One of the greatest sustaining sources of anam ċaras in my life has been my Theresian community. For over twenty-three years, my Open Heart sisters have gathered for a monthly visitation, lasting from morning coffee through shared lunch with lots of time for building intimacy and strengthening faith in between. I find our meetings reminiscent of that historical gathering of holy women in Luke’s Gospel, as we seventeen Theresians have stood with each other, offering a holy presence to one another in the best and worst of times. We shared hospital duty when our sister Georgia’s cancer threatened her life and held each other close in the church pew at her funeral. My sisters cried with me during the turmoil of my divorce and rejoiced at the announcement of my second marriage ten years later. We have prayed together, called forth each other’s gifts, gathered our husbands, challenged growth in one another, and are now beginning to collectively age, gracefully I believe. Mostly we have come to see each other as God sees us. On the fourth Thursday of every month, we gather as women of shared faith, taking up “corporate postures of prayer,” bringing to each other the presence of God. We are indeed each other’s soul friends.

These and so many other women have in their healing embrace taught me to be an anam ċara. Of course my ministry as a spiritual director offers that safe presence for a longing soul, but sometimes just a hug, a phone call, a card, or a compliment can present a needed touchstone, an inkling of hope, a harbor from the storm. I have come to recognize that the gift that is given is always returned, for by its very nature, a visitation is a mutual affair. Elizabeth’s warm hospitality and caring heart were reciprocated by Mary’s service of assisting her hostess through the last trimester of her pregnancy. They gave life to one another. I never reach out to another without my own heart being touched.
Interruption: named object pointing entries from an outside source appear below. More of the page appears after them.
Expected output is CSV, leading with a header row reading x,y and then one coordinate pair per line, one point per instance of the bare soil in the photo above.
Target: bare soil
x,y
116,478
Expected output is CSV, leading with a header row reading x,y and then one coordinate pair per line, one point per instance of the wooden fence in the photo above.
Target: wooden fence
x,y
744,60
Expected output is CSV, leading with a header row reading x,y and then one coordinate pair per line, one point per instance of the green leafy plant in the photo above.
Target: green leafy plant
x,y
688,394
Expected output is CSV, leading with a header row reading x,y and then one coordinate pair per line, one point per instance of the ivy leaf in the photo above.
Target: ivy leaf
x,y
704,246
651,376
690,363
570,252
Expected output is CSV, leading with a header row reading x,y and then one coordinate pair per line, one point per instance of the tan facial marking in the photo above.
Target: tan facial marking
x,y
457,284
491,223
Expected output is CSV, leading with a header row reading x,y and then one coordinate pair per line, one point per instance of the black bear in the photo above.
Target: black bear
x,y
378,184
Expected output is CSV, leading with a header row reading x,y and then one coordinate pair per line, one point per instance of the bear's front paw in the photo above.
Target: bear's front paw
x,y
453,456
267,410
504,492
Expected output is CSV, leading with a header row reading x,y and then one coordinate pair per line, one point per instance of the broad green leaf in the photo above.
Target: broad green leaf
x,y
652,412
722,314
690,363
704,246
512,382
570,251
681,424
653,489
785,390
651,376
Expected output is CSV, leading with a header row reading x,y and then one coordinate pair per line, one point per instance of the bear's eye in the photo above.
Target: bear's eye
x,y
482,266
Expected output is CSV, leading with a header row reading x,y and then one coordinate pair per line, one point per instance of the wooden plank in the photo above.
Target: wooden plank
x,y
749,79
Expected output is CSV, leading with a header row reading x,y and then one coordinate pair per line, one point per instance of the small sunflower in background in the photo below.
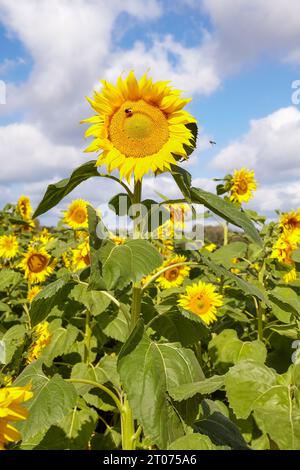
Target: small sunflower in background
x,y
37,265
9,246
140,126
202,299
76,215
41,338
11,410
33,292
81,256
24,208
243,185
290,222
174,276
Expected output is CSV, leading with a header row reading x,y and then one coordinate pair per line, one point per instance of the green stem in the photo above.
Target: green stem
x,y
127,427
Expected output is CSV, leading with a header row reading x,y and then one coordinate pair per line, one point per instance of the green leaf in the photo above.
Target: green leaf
x,y
52,400
226,211
204,387
96,280
148,370
96,302
225,254
9,278
227,348
51,295
286,299
253,387
127,263
219,428
192,442
56,192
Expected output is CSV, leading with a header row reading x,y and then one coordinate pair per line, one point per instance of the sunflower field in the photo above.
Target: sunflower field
x,y
140,342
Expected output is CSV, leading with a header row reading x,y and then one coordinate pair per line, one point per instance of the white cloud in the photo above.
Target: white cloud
x,y
270,147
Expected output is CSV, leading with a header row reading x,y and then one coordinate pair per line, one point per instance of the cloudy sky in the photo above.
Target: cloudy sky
x,y
236,58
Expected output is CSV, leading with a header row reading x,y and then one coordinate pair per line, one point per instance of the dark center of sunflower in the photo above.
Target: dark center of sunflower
x,y
37,263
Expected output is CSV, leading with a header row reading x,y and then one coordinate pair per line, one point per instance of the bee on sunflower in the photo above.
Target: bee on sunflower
x,y
140,126
174,276
9,246
37,265
202,300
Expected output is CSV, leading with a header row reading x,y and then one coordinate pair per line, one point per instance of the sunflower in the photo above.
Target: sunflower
x,y
24,208
174,276
42,338
284,247
139,127
11,410
76,216
33,292
8,246
290,221
202,299
242,185
36,265
81,256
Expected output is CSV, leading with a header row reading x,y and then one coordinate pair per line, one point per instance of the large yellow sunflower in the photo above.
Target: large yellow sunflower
x,y
11,410
24,207
36,265
139,127
201,299
174,276
76,216
8,246
42,338
290,221
243,184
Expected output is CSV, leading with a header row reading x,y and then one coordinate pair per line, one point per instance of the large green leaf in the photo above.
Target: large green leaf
x,y
56,192
96,302
227,211
251,386
52,400
51,295
122,264
148,370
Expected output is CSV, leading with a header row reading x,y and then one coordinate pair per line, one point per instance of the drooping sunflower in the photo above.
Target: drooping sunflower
x,y
8,246
37,265
290,221
140,126
81,256
24,208
76,216
202,299
243,184
33,292
11,410
284,247
42,338
174,276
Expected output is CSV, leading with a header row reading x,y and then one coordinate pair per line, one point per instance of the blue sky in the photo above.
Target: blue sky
x,y
236,58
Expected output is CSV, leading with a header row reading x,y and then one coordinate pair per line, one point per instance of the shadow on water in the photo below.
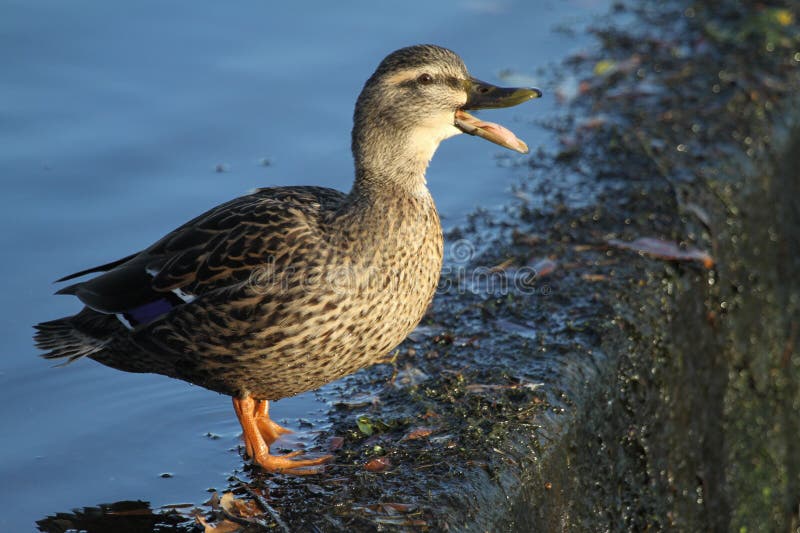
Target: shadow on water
x,y
120,123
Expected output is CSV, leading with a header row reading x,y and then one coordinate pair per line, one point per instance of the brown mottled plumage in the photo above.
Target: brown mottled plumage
x,y
288,288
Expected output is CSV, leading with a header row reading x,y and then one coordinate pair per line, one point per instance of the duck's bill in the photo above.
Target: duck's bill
x,y
482,95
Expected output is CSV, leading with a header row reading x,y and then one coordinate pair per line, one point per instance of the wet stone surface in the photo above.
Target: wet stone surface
x,y
617,389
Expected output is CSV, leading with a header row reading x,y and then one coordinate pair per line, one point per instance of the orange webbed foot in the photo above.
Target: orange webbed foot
x,y
260,431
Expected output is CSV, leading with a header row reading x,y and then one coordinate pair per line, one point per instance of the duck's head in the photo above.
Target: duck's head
x,y
417,97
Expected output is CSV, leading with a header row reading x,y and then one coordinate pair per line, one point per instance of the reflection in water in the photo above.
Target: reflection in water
x,y
119,517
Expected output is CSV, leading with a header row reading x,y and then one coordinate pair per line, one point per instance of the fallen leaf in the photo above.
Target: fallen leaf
x,y
224,526
543,267
379,464
238,508
335,443
594,277
603,66
504,265
418,433
662,249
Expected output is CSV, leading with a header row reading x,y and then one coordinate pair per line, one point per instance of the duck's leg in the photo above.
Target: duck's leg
x,y
270,429
258,449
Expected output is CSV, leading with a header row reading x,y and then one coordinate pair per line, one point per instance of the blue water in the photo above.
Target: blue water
x,y
115,119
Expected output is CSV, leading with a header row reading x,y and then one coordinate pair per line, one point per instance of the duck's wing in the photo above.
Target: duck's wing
x,y
219,248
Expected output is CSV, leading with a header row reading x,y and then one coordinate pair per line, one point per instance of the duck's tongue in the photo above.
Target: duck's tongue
x,y
489,131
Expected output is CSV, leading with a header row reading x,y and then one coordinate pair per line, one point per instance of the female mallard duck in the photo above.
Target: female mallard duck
x,y
288,288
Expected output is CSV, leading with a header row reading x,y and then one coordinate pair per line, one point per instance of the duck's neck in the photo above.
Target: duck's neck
x,y
391,162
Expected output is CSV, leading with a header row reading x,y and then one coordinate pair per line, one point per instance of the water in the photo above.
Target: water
x,y
114,119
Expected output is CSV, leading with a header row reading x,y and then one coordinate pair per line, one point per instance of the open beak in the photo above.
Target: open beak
x,y
482,95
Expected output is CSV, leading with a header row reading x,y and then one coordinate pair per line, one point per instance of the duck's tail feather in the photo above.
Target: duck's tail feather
x,y
73,337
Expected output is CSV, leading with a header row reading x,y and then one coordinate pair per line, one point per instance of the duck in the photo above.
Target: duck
x,y
288,288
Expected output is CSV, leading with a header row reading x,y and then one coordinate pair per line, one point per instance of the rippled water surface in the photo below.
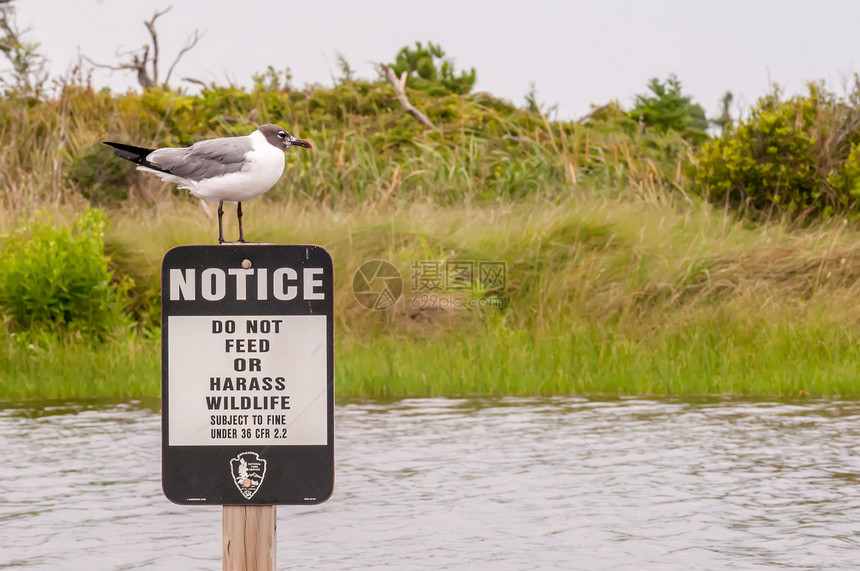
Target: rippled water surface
x,y
455,484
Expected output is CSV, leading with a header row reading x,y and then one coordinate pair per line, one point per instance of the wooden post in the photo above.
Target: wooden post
x,y
250,538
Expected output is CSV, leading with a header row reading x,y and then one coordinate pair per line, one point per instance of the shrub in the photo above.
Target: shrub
x,y
667,109
58,278
792,156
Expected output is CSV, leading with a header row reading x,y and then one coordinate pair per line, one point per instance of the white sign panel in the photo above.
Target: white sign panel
x,y
257,380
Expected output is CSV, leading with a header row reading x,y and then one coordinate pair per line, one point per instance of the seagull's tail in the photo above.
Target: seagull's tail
x,y
130,153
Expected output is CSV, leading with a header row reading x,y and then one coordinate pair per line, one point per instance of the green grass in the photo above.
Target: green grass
x,y
70,368
605,296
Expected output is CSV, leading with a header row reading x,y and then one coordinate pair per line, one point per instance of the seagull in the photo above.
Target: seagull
x,y
229,169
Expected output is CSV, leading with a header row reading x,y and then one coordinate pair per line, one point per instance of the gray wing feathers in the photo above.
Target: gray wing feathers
x,y
204,159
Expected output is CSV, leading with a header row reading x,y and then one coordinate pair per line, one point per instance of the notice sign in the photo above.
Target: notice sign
x,y
247,367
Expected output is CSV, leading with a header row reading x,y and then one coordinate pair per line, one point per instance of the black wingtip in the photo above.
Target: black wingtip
x,y
129,152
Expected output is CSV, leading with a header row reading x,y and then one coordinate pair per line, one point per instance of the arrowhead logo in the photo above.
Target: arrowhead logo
x,y
248,472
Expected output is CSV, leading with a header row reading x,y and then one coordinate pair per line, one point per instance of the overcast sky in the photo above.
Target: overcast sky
x,y
577,53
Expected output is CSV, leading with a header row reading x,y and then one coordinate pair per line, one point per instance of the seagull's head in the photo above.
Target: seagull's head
x,y
281,138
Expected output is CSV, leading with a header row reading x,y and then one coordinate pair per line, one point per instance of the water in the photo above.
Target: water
x,y
457,484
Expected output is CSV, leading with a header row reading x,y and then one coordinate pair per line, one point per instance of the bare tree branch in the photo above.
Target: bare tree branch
x,y
399,86
150,25
199,82
141,62
189,44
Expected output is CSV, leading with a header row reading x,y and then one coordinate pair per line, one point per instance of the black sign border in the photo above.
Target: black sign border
x,y
295,475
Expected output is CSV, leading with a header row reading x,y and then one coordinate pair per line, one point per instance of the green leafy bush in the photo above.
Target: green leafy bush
x,y
797,156
667,108
428,70
57,277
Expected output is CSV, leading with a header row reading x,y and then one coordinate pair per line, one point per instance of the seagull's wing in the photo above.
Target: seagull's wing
x,y
205,159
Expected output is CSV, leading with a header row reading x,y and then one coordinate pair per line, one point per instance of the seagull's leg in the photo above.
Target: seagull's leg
x,y
220,228
239,216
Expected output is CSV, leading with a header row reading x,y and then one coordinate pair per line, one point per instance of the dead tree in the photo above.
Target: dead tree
x,y
399,85
145,63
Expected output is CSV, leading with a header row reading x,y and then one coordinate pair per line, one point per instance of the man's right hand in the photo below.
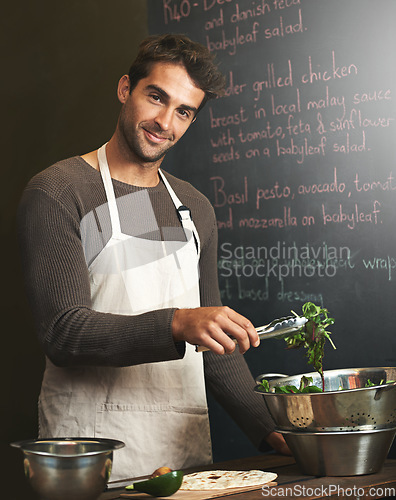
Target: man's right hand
x,y
212,327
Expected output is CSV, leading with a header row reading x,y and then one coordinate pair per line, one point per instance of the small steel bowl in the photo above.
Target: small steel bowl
x,y
68,468
340,453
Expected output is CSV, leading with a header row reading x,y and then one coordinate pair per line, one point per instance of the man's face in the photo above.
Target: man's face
x,y
158,111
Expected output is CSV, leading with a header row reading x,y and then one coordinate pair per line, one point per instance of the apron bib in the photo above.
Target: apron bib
x,y
158,409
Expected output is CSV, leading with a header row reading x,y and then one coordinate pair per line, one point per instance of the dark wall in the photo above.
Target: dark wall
x,y
299,161
61,62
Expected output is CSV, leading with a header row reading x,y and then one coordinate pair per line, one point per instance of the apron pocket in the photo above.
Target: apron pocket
x,y
154,436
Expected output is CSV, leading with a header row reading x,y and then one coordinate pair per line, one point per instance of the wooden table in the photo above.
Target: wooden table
x,y
291,483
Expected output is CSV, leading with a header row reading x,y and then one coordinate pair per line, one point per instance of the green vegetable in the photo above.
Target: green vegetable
x,y
305,387
371,384
159,486
313,335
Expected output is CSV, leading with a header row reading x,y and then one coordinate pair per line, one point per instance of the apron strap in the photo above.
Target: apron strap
x,y
108,185
184,213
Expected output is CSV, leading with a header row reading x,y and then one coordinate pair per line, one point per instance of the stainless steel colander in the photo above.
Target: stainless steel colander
x,y
354,408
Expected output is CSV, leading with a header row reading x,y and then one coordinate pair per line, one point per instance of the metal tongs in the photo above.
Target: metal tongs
x,y
280,327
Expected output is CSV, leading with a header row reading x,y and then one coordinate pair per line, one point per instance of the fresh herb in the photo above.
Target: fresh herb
x,y
382,382
312,336
305,387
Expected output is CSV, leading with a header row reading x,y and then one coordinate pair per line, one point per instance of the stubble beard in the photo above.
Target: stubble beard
x,y
138,147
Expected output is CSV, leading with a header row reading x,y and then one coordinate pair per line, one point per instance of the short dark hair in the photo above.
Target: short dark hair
x,y
179,49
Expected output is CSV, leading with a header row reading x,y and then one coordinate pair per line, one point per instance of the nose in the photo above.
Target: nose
x,y
164,118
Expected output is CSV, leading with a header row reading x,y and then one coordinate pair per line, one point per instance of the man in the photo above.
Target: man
x,y
120,265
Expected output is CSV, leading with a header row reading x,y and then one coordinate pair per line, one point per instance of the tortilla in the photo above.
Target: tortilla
x,y
222,479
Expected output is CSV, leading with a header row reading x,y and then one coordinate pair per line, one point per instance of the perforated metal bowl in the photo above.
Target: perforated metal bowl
x,y
354,408
340,453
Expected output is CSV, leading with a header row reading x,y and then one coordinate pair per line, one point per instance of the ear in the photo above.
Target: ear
x,y
123,89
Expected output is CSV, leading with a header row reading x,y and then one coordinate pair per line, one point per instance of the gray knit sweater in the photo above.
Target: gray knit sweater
x,y
56,253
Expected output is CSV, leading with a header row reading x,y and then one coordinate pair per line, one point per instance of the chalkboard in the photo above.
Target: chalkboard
x,y
299,161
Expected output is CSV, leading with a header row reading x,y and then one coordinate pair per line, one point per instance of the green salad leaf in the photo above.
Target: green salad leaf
x,y
313,335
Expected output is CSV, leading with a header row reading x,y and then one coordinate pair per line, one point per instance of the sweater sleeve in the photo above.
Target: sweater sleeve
x,y
57,284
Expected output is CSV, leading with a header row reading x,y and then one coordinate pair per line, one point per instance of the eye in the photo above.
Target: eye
x,y
155,97
184,113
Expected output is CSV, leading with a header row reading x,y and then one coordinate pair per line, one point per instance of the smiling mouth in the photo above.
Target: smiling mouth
x,y
157,138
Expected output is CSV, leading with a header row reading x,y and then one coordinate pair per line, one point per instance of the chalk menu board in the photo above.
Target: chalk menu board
x,y
299,161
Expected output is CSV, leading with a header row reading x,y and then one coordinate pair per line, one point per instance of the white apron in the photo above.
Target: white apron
x,y
158,409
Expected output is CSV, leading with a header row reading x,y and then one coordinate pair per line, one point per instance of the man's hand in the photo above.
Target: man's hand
x,y
212,327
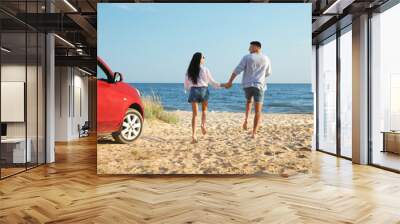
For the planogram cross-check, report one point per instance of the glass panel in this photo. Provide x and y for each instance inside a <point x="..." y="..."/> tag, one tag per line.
<point x="386" y="89"/>
<point x="31" y="98"/>
<point x="346" y="94"/>
<point x="13" y="87"/>
<point x="327" y="96"/>
<point x="41" y="98"/>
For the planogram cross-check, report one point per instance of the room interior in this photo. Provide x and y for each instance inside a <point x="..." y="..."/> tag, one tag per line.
<point x="355" y="44"/>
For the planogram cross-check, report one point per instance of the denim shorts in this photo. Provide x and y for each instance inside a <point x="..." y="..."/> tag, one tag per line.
<point x="198" y="94"/>
<point x="254" y="92"/>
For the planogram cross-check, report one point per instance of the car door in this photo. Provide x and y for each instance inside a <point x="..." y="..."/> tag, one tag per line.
<point x="109" y="105"/>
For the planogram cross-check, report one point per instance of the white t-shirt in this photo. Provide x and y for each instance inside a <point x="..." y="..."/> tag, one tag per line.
<point x="204" y="79"/>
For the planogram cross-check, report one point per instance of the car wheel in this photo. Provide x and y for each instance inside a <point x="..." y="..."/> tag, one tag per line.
<point x="131" y="127"/>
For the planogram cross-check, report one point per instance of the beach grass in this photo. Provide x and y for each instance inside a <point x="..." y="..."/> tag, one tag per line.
<point x="153" y="109"/>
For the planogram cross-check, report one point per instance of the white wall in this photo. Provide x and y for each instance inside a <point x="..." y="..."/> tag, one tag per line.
<point x="385" y="71"/>
<point x="71" y="102"/>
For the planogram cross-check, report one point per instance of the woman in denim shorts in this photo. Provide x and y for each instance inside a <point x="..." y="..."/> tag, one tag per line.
<point x="197" y="79"/>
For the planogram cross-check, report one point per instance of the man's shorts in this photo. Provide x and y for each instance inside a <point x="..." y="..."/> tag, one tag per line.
<point x="255" y="93"/>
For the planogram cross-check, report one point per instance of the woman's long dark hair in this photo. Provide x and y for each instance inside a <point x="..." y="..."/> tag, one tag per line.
<point x="194" y="67"/>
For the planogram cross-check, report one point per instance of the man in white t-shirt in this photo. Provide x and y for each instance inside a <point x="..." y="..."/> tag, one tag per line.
<point x="256" y="67"/>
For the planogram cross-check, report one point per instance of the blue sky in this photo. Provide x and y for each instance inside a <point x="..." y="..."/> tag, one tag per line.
<point x="152" y="42"/>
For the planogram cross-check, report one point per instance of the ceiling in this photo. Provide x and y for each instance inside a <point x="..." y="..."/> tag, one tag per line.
<point x="75" y="21"/>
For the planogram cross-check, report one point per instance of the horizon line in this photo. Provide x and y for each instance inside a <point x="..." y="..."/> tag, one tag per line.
<point x="221" y="82"/>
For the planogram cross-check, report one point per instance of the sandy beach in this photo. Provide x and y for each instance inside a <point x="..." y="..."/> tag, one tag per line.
<point x="282" y="147"/>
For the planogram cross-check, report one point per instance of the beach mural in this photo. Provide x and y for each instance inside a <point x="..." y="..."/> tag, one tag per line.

If we look closely at our own lives, we will notice a myriad of visitations, times when we are blessed with opportunities to both give and receive love. My friend Pat shared with me recently about a visit to her nephew’s home to assist his lovely wife and brand-new baby while her nephew was attending a family reunion with the older children. Pat spoke of her chance to be alone with that precious infant, embracing the wonder of innocence and pure love that was surely its gift back to her. Pat’s offering of reassurance and attendance to the new mother was returned with love at a time when Pat felt inadequate and hopeless. The gift given is always returned.